Es común olvidar que nuestros colaboradores además de nuestros requerimientos reciben comunicación continua de sus pares y de otros departamentos. En la medida que usted limite los requerimientos a su colaborador y le de las expectativas claras sobre tiempos de respuesta, será más fácil para ellos entender qué es importante y prioritario para poder enfocarse.
Desarrolle una cultura en donde el colaborador puede sentirse libre de decir: Actualmente no tengo del tiempo necesario para cumplir todas las tareas requeridas.
Aunque la mayoría de los líderes saben exactamente cuando está sobre exigiendo a los colaboradores, suelen evitar el problema pensando en que solucionará solo o peor aún, crean una cultura en donde el expresar sobre carga es peligroso para el colaborador. Por supuesto que el resultado de una cultura de “mejor no digo nada y me aguanto”, hace que en el largo plazo el colaborador baje la calidad de su trabajo, incumpla con la totalidad de las tareas y provoque gastos de horas extras. Evite el autoengaño y permita que el colaborador le exprese sus razones. Trabaje junto a él para entender si es problema de tiempo, organización o prioridades.
Elimine las reuniones generales, sin agenda y de última hora.

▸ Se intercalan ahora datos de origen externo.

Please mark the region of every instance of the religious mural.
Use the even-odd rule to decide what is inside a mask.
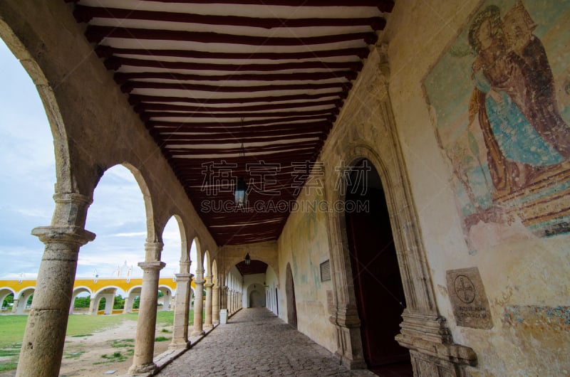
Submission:
[[[570,232],[570,1],[484,1],[423,84],[472,249]]]

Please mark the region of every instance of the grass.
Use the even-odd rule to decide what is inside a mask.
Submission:
[[[78,351],[76,352],[71,352],[69,354],[64,354],[63,359],[79,359],[79,357],[87,352],[86,351]]]
[[[204,318],[205,314],[202,314]],[[86,315],[72,314],[69,316],[66,335],[74,338],[83,338],[93,336],[93,332],[103,329],[116,326],[124,321],[136,321],[138,313],[128,313],[114,315]],[[27,315],[3,315],[0,316],[0,357],[10,358],[9,360],[0,362],[0,372],[12,371],[16,368],[16,362],[21,348],[21,340],[26,329]],[[192,324],[194,320],[194,311],[190,310],[188,324]],[[156,323],[162,327],[172,326],[174,322],[173,311],[160,311],[157,312]],[[172,334],[172,331],[162,329],[162,334]],[[157,336],[155,341],[170,340],[166,336]],[[116,361],[123,361],[134,354],[135,340],[132,339],[113,340],[111,346],[122,349],[112,355],[103,355],[104,361],[94,363],[102,364]],[[66,354],[65,359],[79,359],[85,351],[78,351]]]
[[[9,361],[8,363],[0,363],[0,372],[7,372],[8,371],[14,371],[18,368],[18,363],[16,361]]]
[[[115,349],[134,347],[135,339],[115,339],[113,341],[111,346]]]

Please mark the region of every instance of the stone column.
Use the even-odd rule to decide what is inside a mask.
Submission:
[[[52,225],[31,232],[46,248],[16,372],[21,377],[59,375],[79,248],[95,238],[83,228],[90,198],[78,193],[53,198]]]
[[[147,243],[145,248],[162,248],[162,243]],[[152,362],[152,354],[155,351],[158,279],[160,270],[166,264],[156,260],[141,262],[138,265],[142,269],[142,288],[140,292],[137,334],[135,338],[135,355],[133,365],[129,368],[131,374],[149,372],[156,368]]]
[[[204,335],[202,328],[202,315],[204,310],[204,270],[196,270],[196,280],[194,283],[196,285],[195,296],[194,297],[194,331],[192,331],[192,336],[200,336]]]
[[[222,287],[219,290],[219,309],[227,310],[227,285]]]
[[[204,319],[204,326],[212,329],[212,287],[214,285],[211,282],[212,277],[208,277],[208,282],[204,285],[206,288],[206,317]]]
[[[176,296],[175,297],[172,341],[170,348],[185,348],[190,345],[188,341],[188,317],[190,299],[190,286],[192,274],[176,274]]]
[[[219,324],[219,287],[217,284],[212,290],[212,323]]]

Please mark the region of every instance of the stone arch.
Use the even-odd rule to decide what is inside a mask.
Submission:
[[[291,263],[287,263],[285,271],[285,295],[287,298],[287,323],[297,328],[297,304],[295,300],[295,282],[291,270]]]
[[[438,312],[418,214],[410,183],[405,175],[406,169],[397,135],[393,131],[393,120],[389,110],[384,115],[385,122],[391,124],[393,129],[390,137],[393,142],[388,143],[389,147],[384,151],[387,156],[391,156],[389,165],[374,148],[364,143],[348,146],[345,153],[339,154],[339,159],[348,161],[348,166],[363,159],[369,160],[375,167],[384,188],[407,306],[402,314],[403,321],[396,341],[410,350],[413,364],[418,362],[420,356],[417,355],[429,354],[429,349],[435,348],[436,344],[442,344],[444,351],[438,356],[438,362],[449,365],[455,370],[460,364],[472,364],[476,356],[470,349],[452,343],[448,336],[450,331],[445,326],[445,319]],[[346,188],[346,183],[342,179],[341,175],[336,181],[327,181],[330,188],[328,200],[331,203],[343,202],[346,198],[343,193],[346,190],[338,190],[339,187]],[[351,368],[366,368],[352,272],[347,262],[349,250],[344,217],[343,211],[339,211],[329,213],[328,218],[334,294],[330,321],[337,328],[338,349],[336,354],[343,363]],[[460,348],[461,352],[465,353],[465,358],[457,359],[449,356],[457,352]]]
[[[14,290],[8,287],[0,287],[0,306],[1,306],[2,303],[4,302],[4,299],[10,294],[11,294],[14,299],[16,298],[16,292]]]
[[[201,247],[201,245],[200,245],[200,238],[198,238],[197,235],[194,238],[194,240],[193,240],[192,242],[195,243],[195,245],[196,245],[196,260],[192,260],[192,262],[195,262],[195,265],[196,266],[196,267],[195,267],[196,268],[196,271],[197,271],[198,270],[204,270],[204,263],[202,262],[203,258],[202,258],[202,247]]]
[[[43,69],[33,57],[4,19],[0,19],[0,38],[20,60],[38,90],[40,99],[47,115],[51,135],[53,138],[53,153],[56,156],[56,192],[77,192],[71,174],[71,159],[66,125],[58,105],[56,95],[50,85],[50,80],[46,77]],[[34,41],[28,43],[32,46]]]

En latinoamericana es común encontrar este problema en las organizaciones. El desarrollar “culturas” en donde se invita a reuniones a personas que no tienen un aporte directo, o a reuniones informativas (en la mayoría de los casos se puede informar a través de un simple memo), o para ver temas urgentes (en la mayoría de los casos el líder no ha hecho la planificación adecuada), simplemente ocupa gran parte del día de los colaboradores de forma totalmente improductiva. Obviamente, surgen los problemas de falta de seguimiento porque el colaborador simplemente no tiene el tiempo para ejecutar. Conozco organizaciones que incluso bloquean días y horas en la semana de reuniones, para que los colaboradores puedan ejecutar las diferentes tareas.
Estas prácticas le ayudarán a crear una cultura en la que su gente pueda centrarse en el trabajo que realmente importa. Es vital que los líderes entiendan estos principios, ya que son los que mantendrán a su equipo comprometido de manera eficiente. Como su líder, puede pensar que estas reglas se aplican a todos menos a usted, pero tan pronto como usted las incumpla, se establecerá la norma para que todos los demás hagan lo mismo. ¡Éxitos!